Cigarette Ban and Government Mandated Exercise: The Implications of Universal Healthcare
Some people are born with heart defects, some have pianos fall on their head, and some smoke and eat their ways into an early grave. It seems unfair for people who get sick through no fault of their own to have to absorb the overwhelming costs, but it seems equally unfair to force the rest of us to pay for couch potatoes’ poor choices. Therefore, if the government provided universal healthcare for all, it would be justified in banning cigarettes and mandating exercise!

Here’s the sort of argument those against socializing medicine usually assert: Unhealthy people are unhealthy due to their own poor choices (smoking, overeating, lack of exercise, etc). Therefore, unhealthy people deserve their unhealthy status, and society at large shouldn’t be expected to treat conditions people knowingly create. You smoke, you get cancer, it’s your problem—not ours.
Here’s what many proponents of universal healthcare say in response: Unhealthy people are the victims of either congenital physical defects or the psychologically overwhelming advertising of unhealthy industries (cigarette, fast food, sedentary entertainment, etc.). Therefore, unhealthy people do not deserve their ailments, and society at large should step in and rectify this injustice. It’s unfair that you were born with a heart defect and I wasn’t, or that you find Ronald McDonald especially persuasive, so the government should take care of you.
Here’s the actual truth: Some people are born with physical defects, and some people are born with unhealthy personality traits—both of which are out of their control and thus beyond blame. However, educated adults should know better than to smoke, eat unhealthy foods in excess and forgo regular exercise. Thus, since some some sick people aren’t to blame for their sickness (people born with health problems or even victims of non-negligent accidents), but some people are in fact to blame (smokers, the morbidly obese, the dreadfully unathletic), some deserve government-funded healthcare for certain ailments while others do not.

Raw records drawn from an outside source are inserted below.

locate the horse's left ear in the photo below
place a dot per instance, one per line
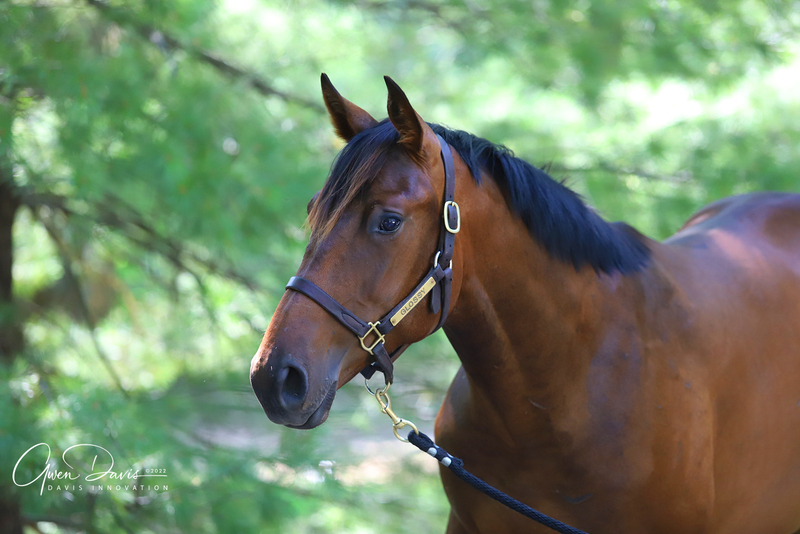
(412, 128)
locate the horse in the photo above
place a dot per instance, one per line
(617, 383)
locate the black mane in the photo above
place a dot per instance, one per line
(555, 215)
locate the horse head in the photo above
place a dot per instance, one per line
(376, 230)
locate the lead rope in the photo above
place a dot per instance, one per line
(456, 465)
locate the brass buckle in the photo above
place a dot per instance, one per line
(447, 219)
(373, 327)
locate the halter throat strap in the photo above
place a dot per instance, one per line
(437, 282)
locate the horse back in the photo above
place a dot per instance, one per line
(736, 264)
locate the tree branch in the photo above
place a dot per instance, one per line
(164, 40)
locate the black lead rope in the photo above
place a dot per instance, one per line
(456, 465)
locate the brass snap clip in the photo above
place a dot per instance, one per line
(398, 423)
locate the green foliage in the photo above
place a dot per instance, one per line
(164, 152)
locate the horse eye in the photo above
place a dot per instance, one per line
(390, 224)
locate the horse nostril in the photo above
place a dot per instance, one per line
(294, 387)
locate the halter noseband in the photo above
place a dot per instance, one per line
(437, 281)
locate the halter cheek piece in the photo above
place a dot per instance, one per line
(437, 281)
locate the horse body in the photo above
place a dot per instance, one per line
(618, 384)
(662, 401)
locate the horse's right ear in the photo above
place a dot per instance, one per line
(348, 119)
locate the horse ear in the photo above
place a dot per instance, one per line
(405, 119)
(348, 119)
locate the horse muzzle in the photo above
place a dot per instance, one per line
(281, 385)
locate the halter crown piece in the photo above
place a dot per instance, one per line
(437, 281)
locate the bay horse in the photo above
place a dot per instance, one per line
(619, 384)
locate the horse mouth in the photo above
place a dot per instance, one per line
(320, 415)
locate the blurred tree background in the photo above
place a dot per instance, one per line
(156, 158)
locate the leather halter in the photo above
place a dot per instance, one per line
(437, 281)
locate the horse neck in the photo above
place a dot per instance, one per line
(525, 325)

That seems to be the way government healthcare should be, so long as people are free to ruin their bodies. It’s in your hands, but if you choose to poop on your temple, you pay for it. But notice that this commits us to an interesting implication for universal healthcare. It’s only cool to kill yourself with saturated fat and nicotine now because (apart from your friends and family) you’re largely only harming yourself. But if everyone were guaranteed universal health coverage—if everyone received treatment regardless of lifestyle, and at our collective expense—the state would then be justified in outlawing unhealthy habits and perhaps even mandating healthy habits!
A person could of course “opt out”—sign some sort of release waiving their right to healthcare in exchange for the right to chain smoke and eat exclusively at McDonald’s. And maybe that’s the most reasonable approach on the front end–you get access to full government health coverage only if you’re willing to follow a healthy regimine. But insofar as every person is guaranteed extensive health coverage, we’d have good reason to be pissed at the willfully unhealthy, and have an interest in mandating (or at least forcefully encouraging) a healthy lifestyle.